Trump is still exaggerating old accomplishments, re-litigating a lost election and marking enemies for retribution. He’s stuck in a rut.

He has an obsession with enemies, personal, real or perceived. He needs them, otherwise he’s a warrior without a war.

All the while, the Republicans around the country looking for someone new, arguably led by DeSantis, have moved on to their own war, a new war, a culture war.

It’s not focused on them personally, but on using parental fears to further oppressive policies. While Trump disparaged minorities on a national level — civil rights protesters, immigrants and Muslims — today’s Republicans have started to codify oppression on a local level.

They provide legislative bite for Trump’s rhetorical bark. They’re what Trumpism looks like without him, what intolerance looks like when you dress it up and make it dance.

They’re the vanguards of the ridiculous war on wokeness. But this isn’t Trump’s lane. It’s not his invention. And his pride resists a full embrace of it.

Trump spoke for about an hour and half on Saturday, but mostly saved the culture-war rhetoric for the end, threatening an executive order to cancel funding to schools that teach critical race theory, “transgender insanity” or “racial, sexual or political content.”

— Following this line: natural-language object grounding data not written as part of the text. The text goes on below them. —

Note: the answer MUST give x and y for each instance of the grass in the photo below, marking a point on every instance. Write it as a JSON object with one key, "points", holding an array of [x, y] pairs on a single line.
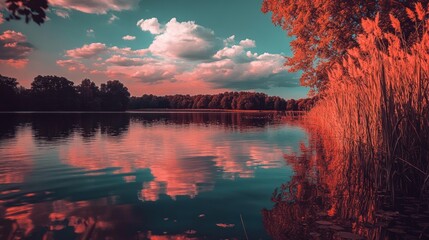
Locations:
{"points": [[376, 108]]}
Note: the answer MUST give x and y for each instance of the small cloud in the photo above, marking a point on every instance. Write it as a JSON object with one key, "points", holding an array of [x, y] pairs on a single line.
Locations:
{"points": [[14, 49], [225, 225], [71, 65], [113, 18], [90, 32], [150, 25], [87, 51], [129, 38], [125, 61], [182, 40], [248, 43], [97, 7], [62, 13]]}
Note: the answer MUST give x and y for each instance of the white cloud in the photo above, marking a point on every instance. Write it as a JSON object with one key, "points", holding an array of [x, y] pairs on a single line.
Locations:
{"points": [[185, 40], [187, 52], [62, 13], [248, 43], [97, 7], [125, 61], [87, 51], [14, 48], [72, 65], [129, 38], [90, 32], [113, 18], [150, 25]]}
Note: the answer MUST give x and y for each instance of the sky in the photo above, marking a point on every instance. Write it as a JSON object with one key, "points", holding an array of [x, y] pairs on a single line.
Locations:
{"points": [[157, 47]]}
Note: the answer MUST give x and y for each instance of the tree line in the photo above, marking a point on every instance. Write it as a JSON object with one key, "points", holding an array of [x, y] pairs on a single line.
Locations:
{"points": [[226, 100], [53, 93]]}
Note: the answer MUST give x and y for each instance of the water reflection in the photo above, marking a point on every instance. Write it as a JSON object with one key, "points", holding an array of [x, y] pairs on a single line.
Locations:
{"points": [[141, 176], [331, 196]]}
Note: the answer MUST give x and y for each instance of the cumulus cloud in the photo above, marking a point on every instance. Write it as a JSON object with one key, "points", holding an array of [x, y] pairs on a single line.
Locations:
{"points": [[90, 32], [72, 65], [113, 18], [87, 51], [14, 48], [125, 61], [261, 72], [97, 7], [150, 25], [62, 13], [129, 38], [248, 43], [186, 40], [185, 52]]}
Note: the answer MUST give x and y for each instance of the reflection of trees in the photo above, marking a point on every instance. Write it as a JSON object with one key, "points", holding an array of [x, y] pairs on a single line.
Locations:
{"points": [[327, 194], [300, 202]]}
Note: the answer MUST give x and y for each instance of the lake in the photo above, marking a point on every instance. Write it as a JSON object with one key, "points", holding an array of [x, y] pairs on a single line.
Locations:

It was a sweeping threat, but even there he promised to do it through easily reversible executive dictate rather than through more sturdy legislative mechanisms.

Trump had a moment. He won an election (even if it came with Russian connections and James Comey’s bad judgment). And for four years, the proverbial inmates ran the asylum. But that time has passed. Trump hasn’t moved, but the ground beneath him has shifted.

After Trump’s speech, I went back to listen to his first speech after announcing his candidacy in 2015. The tone and themes were strikingly similar. He hasn’t grown much, personally or politically, since then. He’s more sure of himself and more vulgar, but narcissism is still his engine.

Ultimately, if his legal issues don’t do him in, his inability to grow beyond nostalgia and negativity could.

Being the personification of a television rerun, a horror comedy with retro reference, isn’t a match for this moment. This is not 2016.